Summary:: Functional Analysis, Topology, Differential Geometry, Analysis, Physics
Authors: Math_QED (MQ), Infrared (IR), Wrobel (WR), fresh_42 (FR).

(solved by @Isaac0427 with complex numbers, completely real solution still possible)

I'll leave that for someone else to answer-- I thought of the complex solution first for some reason, but I see that there's a much easier way to go about it.

 

[fresh_42]

I'll leave that for someone else to answer-- I thought of the complex solution first for some reason, but I see that there's a much easier way to go about it.

The solution I have in mind is basically only a real version of your solution, but it uses a function which helps here. That's why I wrote that remark. Something left to learn.

 

[Isaac0427]

The solution I have in mind is basically only a real version of your solution, but it uses a function which helps here. That's why I wrote that remark. Something left to learn.

Spoiler: Don't want to give away a hint

The other one I had in mind is an inductive proof.

 

[fresh_42]

Spoiler: Don't want to give away a hint

The other one I had in mind is an inductive proof.
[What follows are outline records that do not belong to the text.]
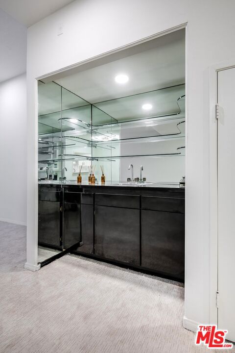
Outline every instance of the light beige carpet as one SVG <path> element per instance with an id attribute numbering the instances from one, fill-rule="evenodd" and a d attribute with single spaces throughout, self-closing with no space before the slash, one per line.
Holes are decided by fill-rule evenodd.
<path id="1" fill-rule="evenodd" d="M 0 222 L 0 242 L 1 353 L 208 352 L 182 327 L 182 285 L 70 255 L 33 273 L 24 227 Z"/>

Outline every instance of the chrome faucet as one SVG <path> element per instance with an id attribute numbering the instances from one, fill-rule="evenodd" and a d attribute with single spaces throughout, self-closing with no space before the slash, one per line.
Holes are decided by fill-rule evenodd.
<path id="1" fill-rule="evenodd" d="M 64 168 L 62 169 L 62 179 L 64 180 L 65 180 L 65 179 L 66 179 L 66 176 L 64 176 L 64 171 L 65 171 L 66 172 L 67 171 L 67 168 L 66 168 L 66 167 L 64 167 Z"/>
<path id="2" fill-rule="evenodd" d="M 128 167 L 128 170 L 130 170 L 131 168 L 131 181 L 134 181 L 134 177 L 133 177 L 133 164 L 130 164 L 130 165 Z"/>
<path id="3" fill-rule="evenodd" d="M 143 170 L 143 166 L 141 166 L 141 171 L 140 174 L 140 181 L 142 181 L 142 171 Z"/>
<path id="4" fill-rule="evenodd" d="M 49 180 L 49 168 L 48 167 L 45 167 L 44 170 L 47 171 L 47 179 Z"/>

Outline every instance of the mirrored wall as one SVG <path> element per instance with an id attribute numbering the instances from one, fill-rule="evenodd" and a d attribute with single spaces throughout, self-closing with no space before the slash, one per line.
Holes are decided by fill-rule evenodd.
<path id="1" fill-rule="evenodd" d="M 76 185 L 80 175 L 79 183 L 87 185 L 94 173 L 94 184 L 103 187 L 178 184 L 185 176 L 185 57 L 184 29 L 39 81 L 39 183 Z M 48 203 L 45 219 L 53 212 Z M 51 243 L 47 236 L 39 237 L 39 261 Z M 52 248 L 46 250 L 62 250 L 63 239 Z"/>

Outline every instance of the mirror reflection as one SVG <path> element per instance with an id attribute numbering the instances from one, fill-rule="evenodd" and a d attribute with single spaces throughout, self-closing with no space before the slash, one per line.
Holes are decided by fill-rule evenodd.
<path id="1" fill-rule="evenodd" d="M 39 200 L 39 262 L 64 249 L 54 222 L 62 184 L 179 184 L 184 176 L 185 40 L 179 30 L 39 81 L 38 180 L 47 188 Z"/>

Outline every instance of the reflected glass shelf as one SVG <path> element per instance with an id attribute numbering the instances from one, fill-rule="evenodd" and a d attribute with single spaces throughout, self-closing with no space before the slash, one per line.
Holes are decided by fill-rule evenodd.
<path id="1" fill-rule="evenodd" d="M 93 103 L 93 126 L 126 124 L 144 119 L 167 119 L 180 115 L 183 116 L 185 114 L 185 84 L 178 85 Z M 151 101 L 152 107 L 149 110 L 145 110 L 142 107 L 148 101 Z M 108 115 L 106 121 L 104 118 L 96 118 L 95 109 L 97 108 Z M 110 117 L 113 118 L 112 122 Z"/>

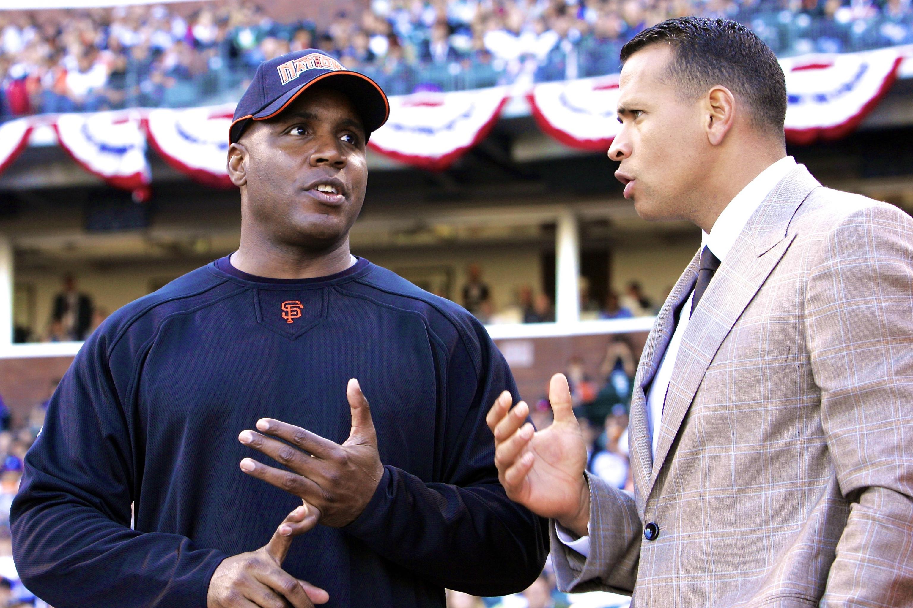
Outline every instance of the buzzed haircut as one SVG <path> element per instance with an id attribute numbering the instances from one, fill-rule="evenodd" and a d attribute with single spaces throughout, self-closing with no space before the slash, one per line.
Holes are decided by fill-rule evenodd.
<path id="1" fill-rule="evenodd" d="M 786 79 L 773 51 L 758 35 L 737 21 L 676 17 L 647 27 L 622 47 L 622 63 L 656 43 L 672 47 L 669 76 L 688 97 L 726 87 L 751 112 L 760 130 L 783 137 Z"/>

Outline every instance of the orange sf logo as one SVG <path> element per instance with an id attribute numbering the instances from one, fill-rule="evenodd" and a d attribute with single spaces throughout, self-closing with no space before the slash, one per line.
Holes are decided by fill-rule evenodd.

I think formally it is always an induction. Even your pairing is formally an induction since commutativity is only defined for two factors. My solution works with matrices, but of course it is only another formalism than yours.

 

[Adesh]

Another method for Question 15.

Spoiler

By Stirling’s approximation we have $n! =\sqrt{2\pi n} \left( \frac{n}{e}\right)^n$.
Therefore,
$$
(n!)^2= 2\pi n \left(\frac{n}{e}\right)^{2n}
$$
And
$$
(2n)!= 2 \sqrt{\pi n} 4^n\left( \frac{n}{e}\right)^{2n}$$
$$\frac{(2n)!}{(n!)^2}= \frac{4^n}{\sqrt{\pi n}}
$$
So, we got to compare $\frac{4^n}{\sqrt{\pi n}}$ and $\frac{4^n}{n+1}$.
My claim: $\sqrt{\pi n} \lt n+1$,
$$
\pi n \lt n^2 + 1 + 2n
$$ above statement is true for n=2 and n=3 by trial and error method. For $n \gt 3$ we have
$$
\pi n \lt n^2 \\
\therefore
\pi n \lt n^2 +1 + 2n
$$
Hence, $\sqrt{\pi n} \lt (n+1)$, therefore
$$
\frac{4^n}{\sqrt {\pi n}} \gt \frac{4^n}{n+1}
$$

 

[fresh_42]

Another method for Question 15.

Spoiler

By Stirling’s approximation we have $n! =\sqrt{2\pi n} \left( \frac{n}{e}\right)^n$.
Therefore,
$$
(n!)^2= 2\pi n \left(\frac{n}{e}\right)^{2n}
$$
And
$$
(2n)!= 2 \sqrt{\pi n} 4^n\left( \frac{n}{e}\right)^{2n}$$
$$\frac{(2n)!}{(n!)^2}= \frac{4^n}{\sqrt{\pi n}}
$$
So, we got to compare $\frac{4^n}{\sqrt{\pi n}}$ and $\frac{4^n}{n+1}$.
My claim: $\sqrt{\pi n} \lt n+1$,
$$
\pi n \lt n^2 + 1 + 2n
$$ above statement is true for n=2 and n=3 by trial and error method. For $n \gt 3$ we have
$$
\pi n \lt n^2 \\
\therefore
\pi n \lt n^2 +1 + 2n
$$
Hence, $\sqrt{\pi n} \lt (n+1)$, therefore
$$
\frac{4^n}{\sqrt {\pi n}} \gt \frac{4^n}{n+1}
$$

Nice idea! The problem with Stirling is, that your equalities are only approximations. So in order for proof to count, you have to take the error margins into account. Especially the division needs watching, since a small error could theoretically turn into something large if you divide it. So you need to use expressions with upper and lower bounds.